But with virtual memory it wouldn't be much of a cost at all (..on 64-bit systems, that is; things are more sad on 32-bit if one cares about those). Just some kernel-internal data structure configuration to ensure that future memory page allocations don't overlap this one.
dlopen is a requirement for importing native libraries in non-compiled languages; and, regardless, I as a library author don't get to choose whether users will avoid using dlopen and so have to assume worst-case.
Virtual memory still costs, you know, something like 0.2% of virtual memory space in page table entries. 1 GB of VMA per thread is 2MB of real RAM cost per thread.

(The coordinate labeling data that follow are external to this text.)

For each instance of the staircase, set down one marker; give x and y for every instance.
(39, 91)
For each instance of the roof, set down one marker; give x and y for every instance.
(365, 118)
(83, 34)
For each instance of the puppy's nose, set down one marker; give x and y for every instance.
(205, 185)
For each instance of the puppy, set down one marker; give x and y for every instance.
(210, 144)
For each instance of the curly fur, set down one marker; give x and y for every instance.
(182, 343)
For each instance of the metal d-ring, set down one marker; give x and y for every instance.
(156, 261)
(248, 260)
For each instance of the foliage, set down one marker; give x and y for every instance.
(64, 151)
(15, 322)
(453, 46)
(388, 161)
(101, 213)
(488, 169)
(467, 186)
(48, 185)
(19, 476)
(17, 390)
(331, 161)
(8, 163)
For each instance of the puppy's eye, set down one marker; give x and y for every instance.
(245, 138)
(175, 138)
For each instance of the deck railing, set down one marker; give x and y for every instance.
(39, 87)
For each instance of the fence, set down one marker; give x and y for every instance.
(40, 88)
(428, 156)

And there's absolutely no need for that kind of space use -- the thread-local variable can just be a pointer to a heap-allocated large object.
In addition to the ways that page table entries can be avoided, the system can use large pages for all the areas you aren't using yet, cutting the overhead to 4KB.
Yeah, a gigabyte is most likely extremely overkill indeed, a megabyte or so would be plenty; though the goal would be to get threadlocals to be able to be as arbitrarily large as non-initial-exec threadlocals so it wouldn't break anything ever.
I don't know how the kernel manages it internally, but there's no need for PROT_NONE preallocated virtual memory to be mapped to actual CPU-accessible pages at least; and `mmap(NULL, 1ULL<<46, PROT_NONE, MAP_ANONYMOUS|MAP_PRIVATE, -1, 0)` takes ~4 microseconds to map 64 terabytes of virtual memory so it's definitely not 0.002x overhead. (perhaps the overhead amount changes depending on how close to a page level the size is, but it shouldn't be too much regardless)
This'd essentially be turning the preallocated TLS space as a memory allocation arena (and you could actually even just choose to provide an alloc+free interface for programs to dynamically allocate fs-relative-offsets to use for custom threadlocals?).
(then there's general problematicness of virtual memory; such PROT_NONE never-touched memory still counts towards virtual memory usage, which is annoying; browsers/Java/etc already suffer from this, but it'd be rather ugly for literally all processes to have such. I'd quite like a memory usage counter that includes all memory that is or ever was writable, but not PROT_NONE never-touched; i.e. how much memory the process can eventually require without running explicitly requesting more via syscalls, but afaik such just doesn't exist, or at least isn't a standard-displayed thing)
> how much memory the process can eventually require without running explicitly requesting more via syscalls
This concept is called "commit charge". Windows MM models it explicitly. Linux ought to as well. I agree it's a more useful concept than just address space allocated.
Interesting! Some searching later, looks like htop's DATA/M_DRS counter (i.e. second-to-last number in /proc/<PID>/statm) appears to count something related-ish; i.e. doesn't count a PROT_NONE mmap, but does a PROT_READ|PROT_WRITE untouched one; nothing in statm appears to count untouched writable MAP_SHARED though, though (potentially?-)shared mappings do get complicated in general.
Some more experimentation later, it seems to be more like just counting PROT_WRITE+MAP_PRIVATE mappings or so; i.e. mprotect(PROT_NONE)ing (or even just PROT_READ) a writable region results in it not being counted, even if the region was modified and thus must actually be persisted. So it can actually get meaningfully lower than RSS. :/
dlopen is a requirement for importing native libraries in non-compiled languages; and, regardless, I as a library author don't get to choose whether users will avoid using dlopen and so have to assume worst-case.